Department of Research and Development, Onkos Molecular Diagnostics, Ribeirão Preto/SP, Brazil.
Department of Molecular Oncology Research Center, Barretos Cancer Hospital, Barretos/SP, Brazil.
Thyroid. 2018 Dec;28(12):1618-1626. doi: 10.1089/thy.2018.0254. Epub 2018 Nov 22.
Thyroid nodules can be identified in up to 68% of the population. Fine-needle aspiration (FNA) cytopathology classifies 20%-30% of nodules as indeterminate, and these are often referred for surgery due to the risk of malignancy. However, histological postsurgical reports indicate that up to 84% of cases are benign, highlighting a high rate of unnecessary surgeries. We sought to develop and validate a microRNA (miRNA)-based thyroid molecular classifier for precision endocrinology (mir-THYpe) with both high sensitivity and high specificity, to be performed on the FNA cytology smear slide with no additional FNA. The expression of 96 miRNA candidates from 39 benign/39 malignant thyroid samples, (indeterminate on FNA) was analyzed to develop and train the mir-THYpe algorithm. For validation, an independent set of 58 benign/37 malignant FNA smear slides (also classified as indeterminate) was used. In the training set, with a 10-fold cross-validation using only 11 miRNAs, the mir-THYpe test reached 89.7% sensitivity, 92.3% specificity, 90.0% negative predictive value and 92.1% positive predictive value. In the FNA smear slide validation set, the mir-THYpe test reached 94.6% sensitivity, 81.0% specificity, 95.9% negative predictive value, and 76.1% positive predictive value. Bayes' theorem shows that the mir-THYpe test performs satisfactorily in a wide range of cancer prevalences. The presented data and comparison with other commercially available tests suggest that the mir-THYpe test can be considered for use in clinical practice to support a more informed clinical decision for patients with indeterminate thyroid nodules and potentially reduce the rates of unnecessary thyroid surgeries.

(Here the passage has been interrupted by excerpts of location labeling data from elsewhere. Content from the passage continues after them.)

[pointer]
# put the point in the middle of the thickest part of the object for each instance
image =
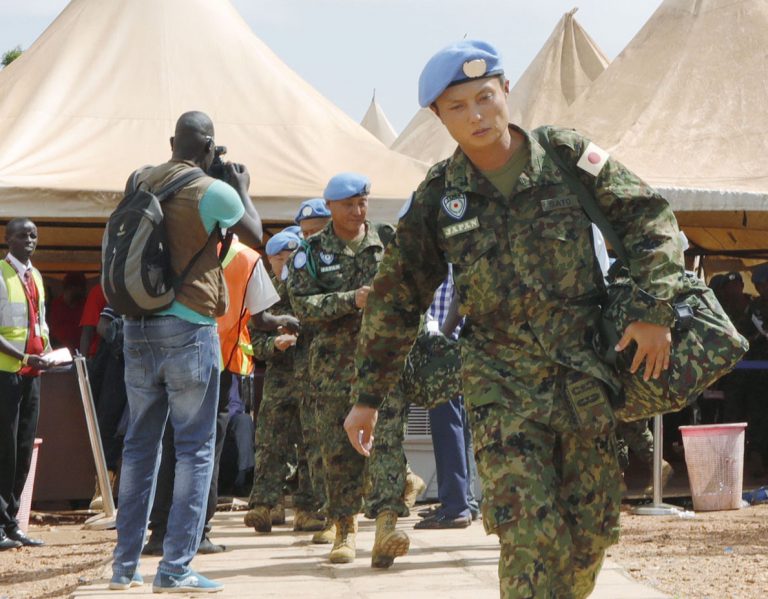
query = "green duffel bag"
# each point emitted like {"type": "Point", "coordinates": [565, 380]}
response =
{"type": "Point", "coordinates": [705, 346]}
{"type": "Point", "coordinates": [432, 372]}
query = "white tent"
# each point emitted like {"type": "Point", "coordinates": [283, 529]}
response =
{"type": "Point", "coordinates": [683, 105]}
{"type": "Point", "coordinates": [564, 67]}
{"type": "Point", "coordinates": [97, 95]}
{"type": "Point", "coordinates": [377, 123]}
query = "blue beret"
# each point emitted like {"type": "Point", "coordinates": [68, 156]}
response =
{"type": "Point", "coordinates": [282, 241]}
{"type": "Point", "coordinates": [760, 274]}
{"type": "Point", "coordinates": [314, 208]}
{"type": "Point", "coordinates": [294, 229]}
{"type": "Point", "coordinates": [459, 62]}
{"type": "Point", "coordinates": [347, 185]}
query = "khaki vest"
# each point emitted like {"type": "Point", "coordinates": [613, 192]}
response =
{"type": "Point", "coordinates": [203, 289]}
{"type": "Point", "coordinates": [14, 319]}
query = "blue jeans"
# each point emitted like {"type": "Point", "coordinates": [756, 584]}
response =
{"type": "Point", "coordinates": [171, 371]}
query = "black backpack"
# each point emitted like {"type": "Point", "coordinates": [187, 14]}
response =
{"type": "Point", "coordinates": [136, 273]}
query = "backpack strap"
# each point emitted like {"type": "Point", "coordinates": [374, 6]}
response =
{"type": "Point", "coordinates": [170, 188]}
{"type": "Point", "coordinates": [586, 197]}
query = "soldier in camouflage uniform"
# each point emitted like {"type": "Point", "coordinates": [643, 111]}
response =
{"type": "Point", "coordinates": [278, 426]}
{"type": "Point", "coordinates": [312, 216]}
{"type": "Point", "coordinates": [328, 284]}
{"type": "Point", "coordinates": [525, 274]}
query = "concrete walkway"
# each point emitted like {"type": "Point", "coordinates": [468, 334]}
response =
{"type": "Point", "coordinates": [445, 564]}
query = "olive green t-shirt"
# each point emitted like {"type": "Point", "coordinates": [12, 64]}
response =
{"type": "Point", "coordinates": [505, 178]}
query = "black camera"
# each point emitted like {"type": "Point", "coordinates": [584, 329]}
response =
{"type": "Point", "coordinates": [216, 170]}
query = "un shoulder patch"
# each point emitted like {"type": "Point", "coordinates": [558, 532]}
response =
{"type": "Point", "coordinates": [300, 260]}
{"type": "Point", "coordinates": [454, 205]}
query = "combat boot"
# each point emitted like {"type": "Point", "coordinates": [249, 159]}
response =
{"type": "Point", "coordinates": [304, 521]}
{"type": "Point", "coordinates": [259, 519]}
{"type": "Point", "coordinates": [277, 513]}
{"type": "Point", "coordinates": [343, 551]}
{"type": "Point", "coordinates": [327, 535]}
{"type": "Point", "coordinates": [414, 487]}
{"type": "Point", "coordinates": [389, 542]}
{"type": "Point", "coordinates": [97, 503]}
{"type": "Point", "coordinates": [666, 474]}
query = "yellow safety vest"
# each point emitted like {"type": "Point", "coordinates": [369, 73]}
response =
{"type": "Point", "coordinates": [14, 315]}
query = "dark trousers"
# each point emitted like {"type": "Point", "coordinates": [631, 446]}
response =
{"type": "Point", "coordinates": [158, 517]}
{"type": "Point", "coordinates": [447, 422]}
{"type": "Point", "coordinates": [19, 411]}
{"type": "Point", "coordinates": [111, 401]}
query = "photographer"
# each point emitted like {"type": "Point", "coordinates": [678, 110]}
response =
{"type": "Point", "coordinates": [172, 361]}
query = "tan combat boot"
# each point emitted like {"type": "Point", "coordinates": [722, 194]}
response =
{"type": "Point", "coordinates": [389, 542]}
{"type": "Point", "coordinates": [414, 486]}
{"type": "Point", "coordinates": [666, 474]}
{"type": "Point", "coordinates": [259, 519]}
{"type": "Point", "coordinates": [343, 551]}
{"type": "Point", "coordinates": [327, 535]}
{"type": "Point", "coordinates": [97, 503]}
{"type": "Point", "coordinates": [304, 521]}
{"type": "Point", "coordinates": [277, 513]}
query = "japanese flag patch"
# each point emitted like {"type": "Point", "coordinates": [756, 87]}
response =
{"type": "Point", "coordinates": [593, 159]}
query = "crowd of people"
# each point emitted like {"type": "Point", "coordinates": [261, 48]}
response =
{"type": "Point", "coordinates": [492, 249]}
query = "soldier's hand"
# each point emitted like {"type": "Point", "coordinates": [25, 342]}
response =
{"type": "Point", "coordinates": [38, 362]}
{"type": "Point", "coordinates": [654, 343]}
{"type": "Point", "coordinates": [283, 342]}
{"type": "Point", "coordinates": [361, 296]}
{"type": "Point", "coordinates": [360, 424]}
{"type": "Point", "coordinates": [237, 176]}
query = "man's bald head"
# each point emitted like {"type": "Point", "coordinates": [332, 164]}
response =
{"type": "Point", "coordinates": [193, 138]}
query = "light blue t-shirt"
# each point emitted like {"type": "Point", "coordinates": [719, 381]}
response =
{"type": "Point", "coordinates": [220, 204]}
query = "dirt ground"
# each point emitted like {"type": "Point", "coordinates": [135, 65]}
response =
{"type": "Point", "coordinates": [715, 555]}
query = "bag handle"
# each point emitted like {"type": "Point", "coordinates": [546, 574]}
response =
{"type": "Point", "coordinates": [586, 198]}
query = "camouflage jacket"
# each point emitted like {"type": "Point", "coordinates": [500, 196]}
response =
{"type": "Point", "coordinates": [263, 342]}
{"type": "Point", "coordinates": [322, 280]}
{"type": "Point", "coordinates": [525, 274]}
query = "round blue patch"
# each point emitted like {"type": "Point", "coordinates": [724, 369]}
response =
{"type": "Point", "coordinates": [299, 260]}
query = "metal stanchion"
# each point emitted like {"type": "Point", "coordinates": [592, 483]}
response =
{"type": "Point", "coordinates": [106, 519]}
{"type": "Point", "coordinates": [658, 507]}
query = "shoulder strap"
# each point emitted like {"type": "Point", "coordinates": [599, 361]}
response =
{"type": "Point", "coordinates": [178, 182]}
{"type": "Point", "coordinates": [586, 198]}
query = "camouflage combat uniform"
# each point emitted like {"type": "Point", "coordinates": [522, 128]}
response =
{"type": "Point", "coordinates": [308, 414]}
{"type": "Point", "coordinates": [279, 438]}
{"type": "Point", "coordinates": [526, 279]}
{"type": "Point", "coordinates": [321, 284]}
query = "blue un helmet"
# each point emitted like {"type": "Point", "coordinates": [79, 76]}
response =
{"type": "Point", "coordinates": [347, 185]}
{"type": "Point", "coordinates": [457, 63]}
{"type": "Point", "coordinates": [314, 208]}
{"type": "Point", "coordinates": [279, 242]}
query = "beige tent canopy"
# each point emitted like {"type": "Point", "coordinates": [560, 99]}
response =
{"type": "Point", "coordinates": [564, 67]}
{"type": "Point", "coordinates": [97, 95]}
{"type": "Point", "coordinates": [377, 123]}
{"type": "Point", "coordinates": [683, 105]}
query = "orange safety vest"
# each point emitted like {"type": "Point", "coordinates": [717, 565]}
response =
{"type": "Point", "coordinates": [236, 350]}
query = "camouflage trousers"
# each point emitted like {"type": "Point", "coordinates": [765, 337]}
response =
{"type": "Point", "coordinates": [344, 468]}
{"type": "Point", "coordinates": [312, 451]}
{"type": "Point", "coordinates": [635, 436]}
{"type": "Point", "coordinates": [552, 495]}
{"type": "Point", "coordinates": [279, 443]}
{"type": "Point", "coordinates": [387, 465]}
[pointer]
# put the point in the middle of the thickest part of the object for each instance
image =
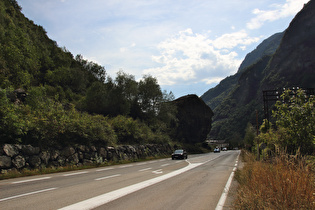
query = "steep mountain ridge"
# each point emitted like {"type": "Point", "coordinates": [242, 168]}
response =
{"type": "Point", "coordinates": [293, 64]}
{"type": "Point", "coordinates": [214, 96]}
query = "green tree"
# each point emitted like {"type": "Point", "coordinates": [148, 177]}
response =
{"type": "Point", "coordinates": [250, 135]}
{"type": "Point", "coordinates": [296, 114]}
{"type": "Point", "coordinates": [150, 97]}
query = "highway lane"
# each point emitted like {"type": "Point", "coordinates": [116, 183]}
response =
{"type": "Point", "coordinates": [54, 191]}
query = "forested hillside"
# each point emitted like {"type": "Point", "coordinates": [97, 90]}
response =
{"type": "Point", "coordinates": [48, 97]}
{"type": "Point", "coordinates": [236, 99]}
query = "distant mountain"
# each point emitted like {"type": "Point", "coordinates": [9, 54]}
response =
{"type": "Point", "coordinates": [235, 100]}
{"type": "Point", "coordinates": [214, 96]}
{"type": "Point", "coordinates": [267, 47]}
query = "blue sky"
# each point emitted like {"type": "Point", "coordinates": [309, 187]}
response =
{"type": "Point", "coordinates": [188, 45]}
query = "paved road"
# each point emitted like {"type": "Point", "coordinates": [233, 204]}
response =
{"type": "Point", "coordinates": [195, 183]}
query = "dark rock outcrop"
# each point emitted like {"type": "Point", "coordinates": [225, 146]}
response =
{"type": "Point", "coordinates": [194, 119]}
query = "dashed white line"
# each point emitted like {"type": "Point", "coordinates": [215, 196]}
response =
{"type": "Point", "coordinates": [77, 173]}
{"type": "Point", "coordinates": [113, 195]}
{"type": "Point", "coordinates": [104, 169]}
{"type": "Point", "coordinates": [125, 166]}
{"type": "Point", "coordinates": [107, 177]}
{"type": "Point", "coordinates": [159, 171]}
{"type": "Point", "coordinates": [145, 169]}
{"type": "Point", "coordinates": [165, 164]}
{"type": "Point", "coordinates": [31, 180]}
{"type": "Point", "coordinates": [26, 194]}
{"type": "Point", "coordinates": [140, 164]}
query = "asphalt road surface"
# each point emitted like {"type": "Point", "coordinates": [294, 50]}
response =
{"type": "Point", "coordinates": [195, 183]}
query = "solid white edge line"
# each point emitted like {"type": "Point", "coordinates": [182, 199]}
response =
{"type": "Point", "coordinates": [145, 169]}
{"type": "Point", "coordinates": [225, 192]}
{"type": "Point", "coordinates": [104, 169]}
{"type": "Point", "coordinates": [30, 180]}
{"type": "Point", "coordinates": [77, 173]}
{"type": "Point", "coordinates": [107, 177]}
{"type": "Point", "coordinates": [30, 193]}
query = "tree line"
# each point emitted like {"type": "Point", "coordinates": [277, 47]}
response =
{"type": "Point", "coordinates": [69, 99]}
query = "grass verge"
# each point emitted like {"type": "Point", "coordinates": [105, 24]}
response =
{"type": "Point", "coordinates": [281, 183]}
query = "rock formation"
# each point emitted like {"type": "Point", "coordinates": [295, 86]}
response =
{"type": "Point", "coordinates": [194, 119]}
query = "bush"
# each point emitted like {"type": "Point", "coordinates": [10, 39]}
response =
{"type": "Point", "coordinates": [286, 183]}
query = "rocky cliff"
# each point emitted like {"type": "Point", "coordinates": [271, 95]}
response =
{"type": "Point", "coordinates": [293, 64]}
{"type": "Point", "coordinates": [194, 119]}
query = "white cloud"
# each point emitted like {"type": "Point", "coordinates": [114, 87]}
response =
{"type": "Point", "coordinates": [190, 57]}
{"type": "Point", "coordinates": [232, 40]}
{"type": "Point", "coordinates": [278, 11]}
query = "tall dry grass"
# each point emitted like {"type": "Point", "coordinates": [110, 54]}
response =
{"type": "Point", "coordinates": [283, 183]}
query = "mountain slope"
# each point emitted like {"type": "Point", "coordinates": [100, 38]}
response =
{"type": "Point", "coordinates": [293, 64]}
{"type": "Point", "coordinates": [215, 96]}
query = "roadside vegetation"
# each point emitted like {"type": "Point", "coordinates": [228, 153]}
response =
{"type": "Point", "coordinates": [68, 100]}
{"type": "Point", "coordinates": [282, 174]}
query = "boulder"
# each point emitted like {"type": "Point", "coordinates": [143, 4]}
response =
{"type": "Point", "coordinates": [194, 119]}
{"type": "Point", "coordinates": [10, 150]}
{"type": "Point", "coordinates": [19, 161]}
{"type": "Point", "coordinates": [5, 162]}
{"type": "Point", "coordinates": [35, 161]}
{"type": "Point", "coordinates": [68, 151]}
{"type": "Point", "coordinates": [45, 156]}
{"type": "Point", "coordinates": [30, 150]}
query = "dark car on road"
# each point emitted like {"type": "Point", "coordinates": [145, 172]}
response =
{"type": "Point", "coordinates": [216, 150]}
{"type": "Point", "coordinates": [179, 154]}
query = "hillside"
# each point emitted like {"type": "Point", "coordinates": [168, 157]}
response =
{"type": "Point", "coordinates": [292, 64]}
{"type": "Point", "coordinates": [214, 96]}
{"type": "Point", "coordinates": [52, 99]}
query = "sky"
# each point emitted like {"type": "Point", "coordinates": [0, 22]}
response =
{"type": "Point", "coordinates": [188, 45]}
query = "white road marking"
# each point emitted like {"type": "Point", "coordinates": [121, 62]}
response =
{"type": "Point", "coordinates": [165, 164]}
{"type": "Point", "coordinates": [107, 197]}
{"type": "Point", "coordinates": [159, 171]}
{"type": "Point", "coordinates": [125, 166]}
{"type": "Point", "coordinates": [77, 173]}
{"type": "Point", "coordinates": [107, 177]}
{"type": "Point", "coordinates": [139, 164]}
{"type": "Point", "coordinates": [26, 194]}
{"type": "Point", "coordinates": [225, 192]}
{"type": "Point", "coordinates": [104, 169]}
{"type": "Point", "coordinates": [31, 180]}
{"type": "Point", "coordinates": [145, 169]}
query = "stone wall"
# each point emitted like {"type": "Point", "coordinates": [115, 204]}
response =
{"type": "Point", "coordinates": [26, 156]}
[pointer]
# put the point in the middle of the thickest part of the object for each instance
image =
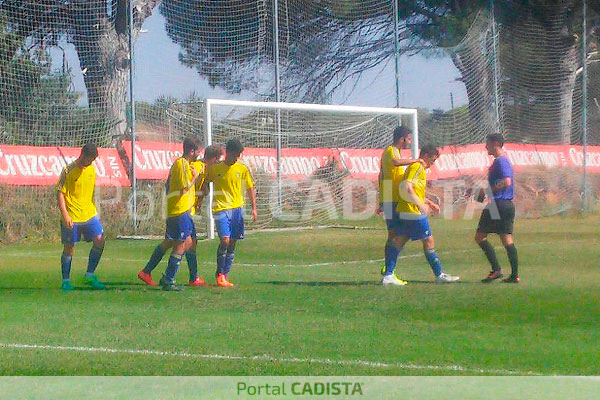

甲状腺结节在人群中的检出率高达 68%。细针穿刺细胞学(FNA)将 20%-30%的结节归类为不确定,由于恶性肿瘤的风险,这些结节通常需要手术。然而,组织学术后报告表明,高达 84%的病例是良性的,这突显了不必要手术的高比率。我们旨在开发和验证一种基于 microRNA(miRNA)的甲状腺分子分类器 mir-THYpe,其具有高灵敏度和高特异性,可在 FNA 细胞学涂片上进行,无需额外的 FNA。我们分析了 39 个良性/39 个恶性甲状腺样本(FNA 不确定)中的 96 个 miRNA 候选物的表达,以开发和训练 mir-THYpe 算法。为了验证,我们使用了 58 个良性/37 个恶性 FNA 涂片(也归类为不确定)的独立样本集。在训练集中,仅使用 11 个 miRNA 进行 10 倍交叉验证,mir-THYpe 测试达到 89.7%的灵敏度、92.3%的特异性、90.0%的阴性预测值和 92.1%的阳性预测值。在 FNA 涂片验证集中,mir-THYpe 测试达到 94.6%的灵敏度、81.0%的特异性、95.9%的阴性预测值和 76.1%的阳性预测值。贝叶斯定理表明,mir-THYpe 测试在广泛的癌症患病率范围内表现良好。所提供的数据和与其他商业上可用的测试的比较表明,mir-THYpe 测试可以考虑用于临床实践,以支持对不确定甲状腺结节患者做出更明智的临床决策,并可能降低不必要的甲状腺手术率。